L’administration de certains médicaments exclut, de fait, le cheval de la consommation humaine de manière définitive. L’exclusion définitive est notifiée par le vétérinaire dans la partie II du feuillet médicamenteux, inséré dans le document d’identification du cheval, ainsi que dans la base SIRE. Elle concerne des médicaments pour lesquels aucune Limite Maximale de Résidus (LMR) n’est fixée. C’est par exemple le cas de la phénylbutazone (Equipalazone®).

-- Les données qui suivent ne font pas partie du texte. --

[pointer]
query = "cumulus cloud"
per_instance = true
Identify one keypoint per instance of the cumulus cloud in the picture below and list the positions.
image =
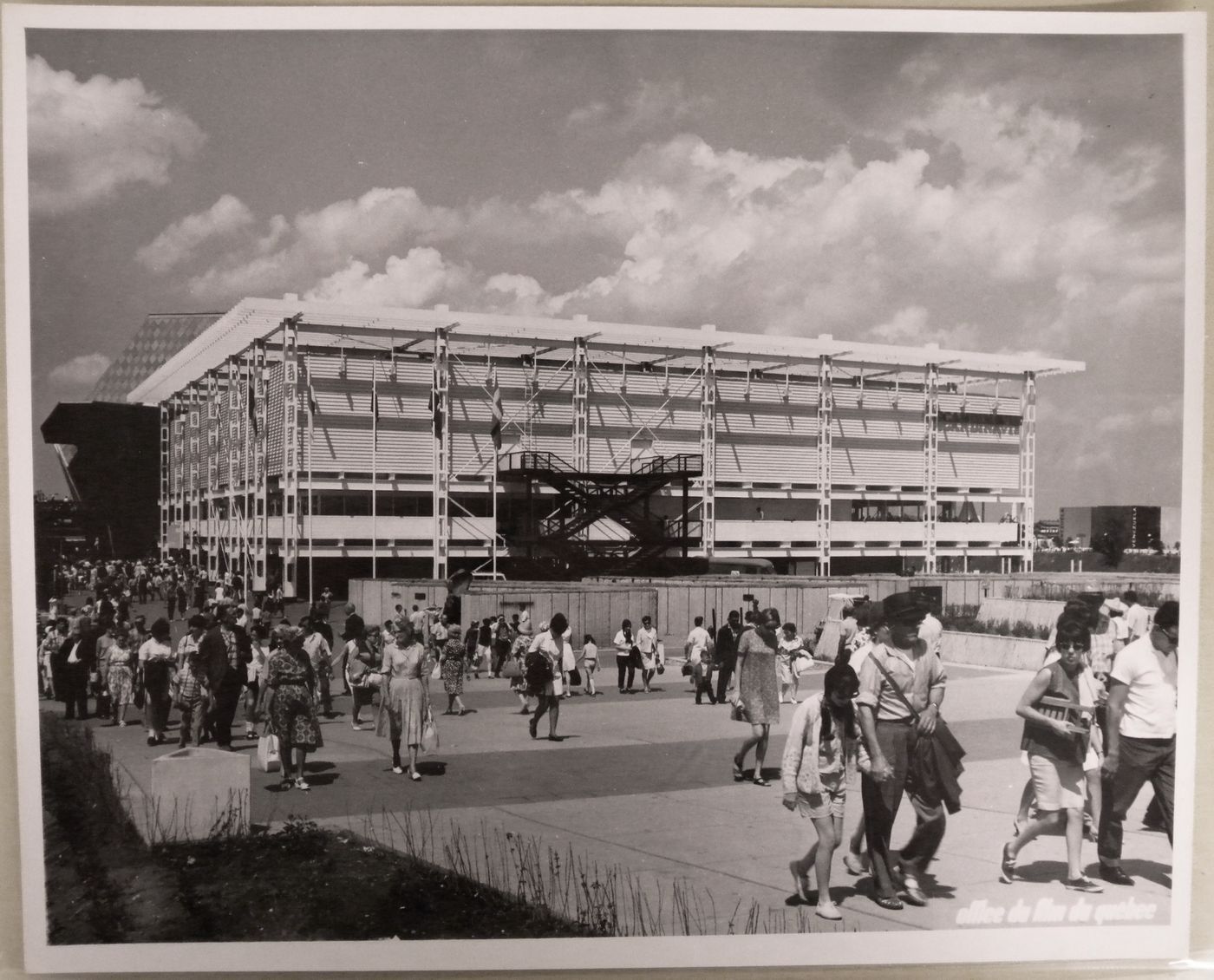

En effet, la LMR correspond au seuil au-dessus duquel la quantité de substance médicamenteuse dans la denrée alimentaire (lait, viande) est trop importante et peut être dangereuse pour la santé humaine. Cette LMR est donc associée à un délai d’attente, période pendant laquelle le cheval ne peut être abattu pour la consommation humaine. Ce temps d'attente débute à partir de la dernière administration du médicament vétérinaire à l'animal dans les conditions normales d'emploi.

Certaines substances dites « essentielles », du fait de leur importance dans l’arsenal thérapeutique vétérinaire, bien que dépourvues de LMR, excluent le cheval pendant un délai d’attente forfaitaire de 6 mois. L’exclusion temporaire est notifiée par le vétérinaire dans la partie III du feuillet médicamenteux et dans la base SIRE. C’est par exemple le cas de l’acépromazine (Calmivet®, Vetranquil®).

Pour les autres médicaments avec LMR, un délai d’attente est inscrit par le vétérinaire sur l’ordonnance. Il s’agit de la durée pendant laquelle le cheval ne peut être envoyé à l’abattoir.

Le délai d’attente ne doit pas être confondu avec le délai dopage, pendant lequel le cheval peut être positif à un contrôle anti-dopage.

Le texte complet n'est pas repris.